The other side of employment is productivity, and Q3 Productivity numbers are out this morning, as well. A headline of +0.3% is 10 basis points (bps) lower than expectations, but swung to a positive from the previous month’s slightly downwardly revised -4.1% in Q2. These are preliminary seasonally adjusted, annualized figures, and can be expected to be revised over time.
Unit Labor Costs for Q3 also came in lower than expected — a rarity; usually these reports are somewhat inverse of one another — +3.5% on headline, below the +4.0% economists were looking for. The Q2 revision was significant: +8.9%, still high, but well off the +10.2% we saw at our last look. For some perspective, earlier this year we registered unit labor costs +12.7%; thus, while employment metrics remain strong, wage growth is not following suit — at least not to the same extent.

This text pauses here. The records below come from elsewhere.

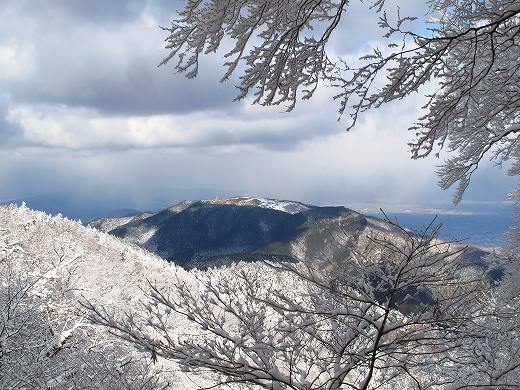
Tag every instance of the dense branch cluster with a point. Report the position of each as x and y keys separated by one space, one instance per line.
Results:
x=469 y=55
x=46 y=341
x=403 y=312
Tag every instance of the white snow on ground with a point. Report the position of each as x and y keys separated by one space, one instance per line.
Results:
x=266 y=203
x=107 y=271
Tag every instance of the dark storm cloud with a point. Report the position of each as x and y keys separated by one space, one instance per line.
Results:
x=104 y=55
x=10 y=130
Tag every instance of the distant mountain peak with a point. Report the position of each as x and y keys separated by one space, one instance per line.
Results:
x=285 y=206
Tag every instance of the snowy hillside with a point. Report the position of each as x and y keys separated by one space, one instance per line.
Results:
x=220 y=231
x=54 y=263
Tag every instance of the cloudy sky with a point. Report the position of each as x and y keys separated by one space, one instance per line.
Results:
x=84 y=110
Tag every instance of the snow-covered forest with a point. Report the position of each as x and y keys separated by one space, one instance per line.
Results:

Our Foreign Trade Deficit for September came in this morning at -$73.3 billion, worse than expectations by a billion dollars or so, following an improved revision of -$65.7 billion from -$67.4 billion previously reported. Last month’s revision now represents a cycle ebb; the worst foreign trade deficit also happened to be an all-time low -$106 billion back in March of this year. So, while we still have improvements to make here, we’ve finally gotten a little slack in foreign trade over the past six months.

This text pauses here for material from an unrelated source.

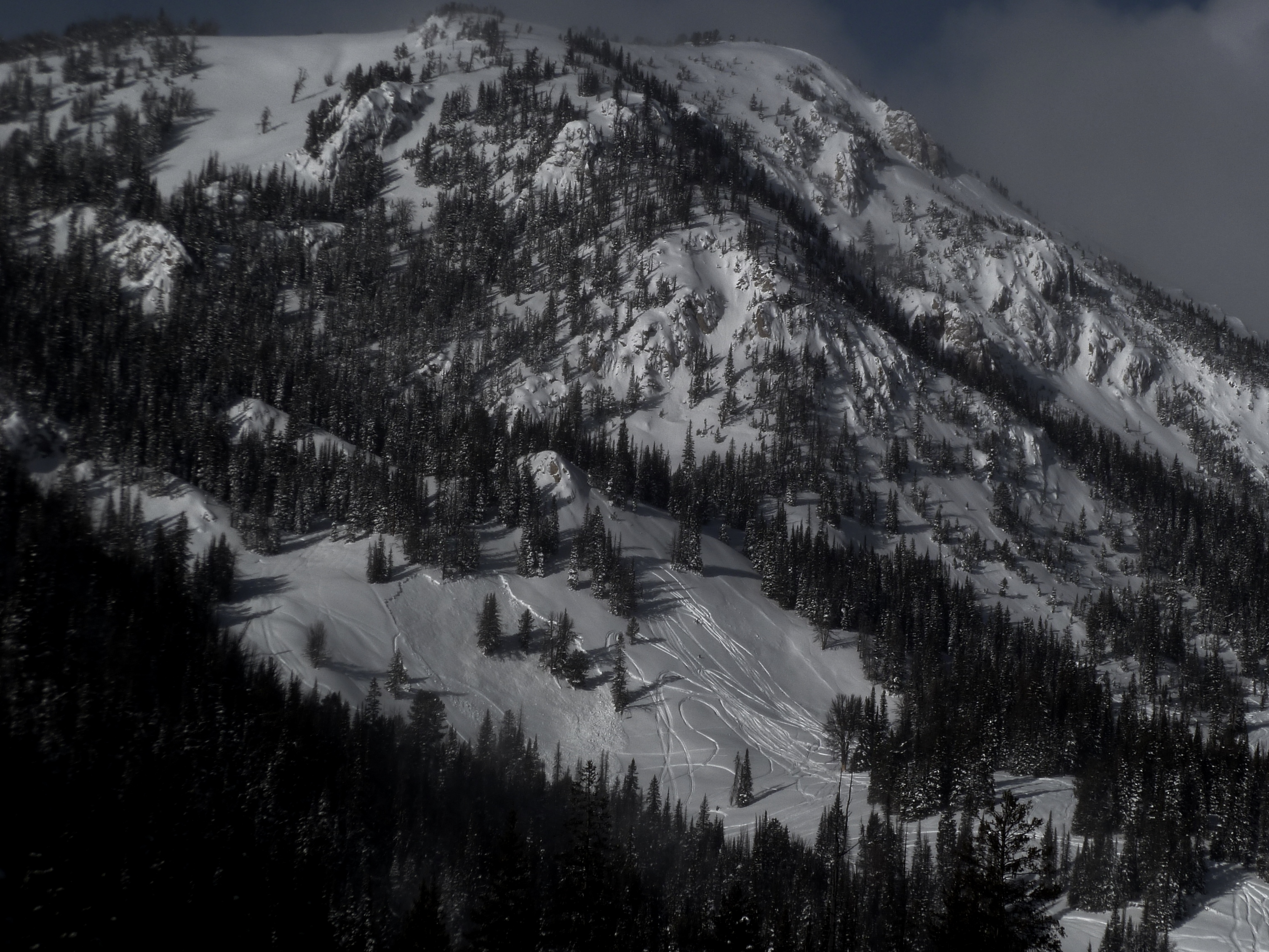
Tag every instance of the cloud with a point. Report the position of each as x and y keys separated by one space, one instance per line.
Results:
x=1145 y=132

After today’s open, we’ll take a look at ISM Services for October and Factory Orders for September. With a Fed meeting still in our rearview mirror, these data points will not be directly consequential, just as those reported from this morning won’t be. But, as we do here at Ahead of Wall Street and the Fed does in its own way, we’re keeping track of incremental changes to these economic prints over time in order to help illustrate what our market will look like in the future. Pre-market futures are down again today, by the way, looking for a positive catalyst now that Powell has pooped our party.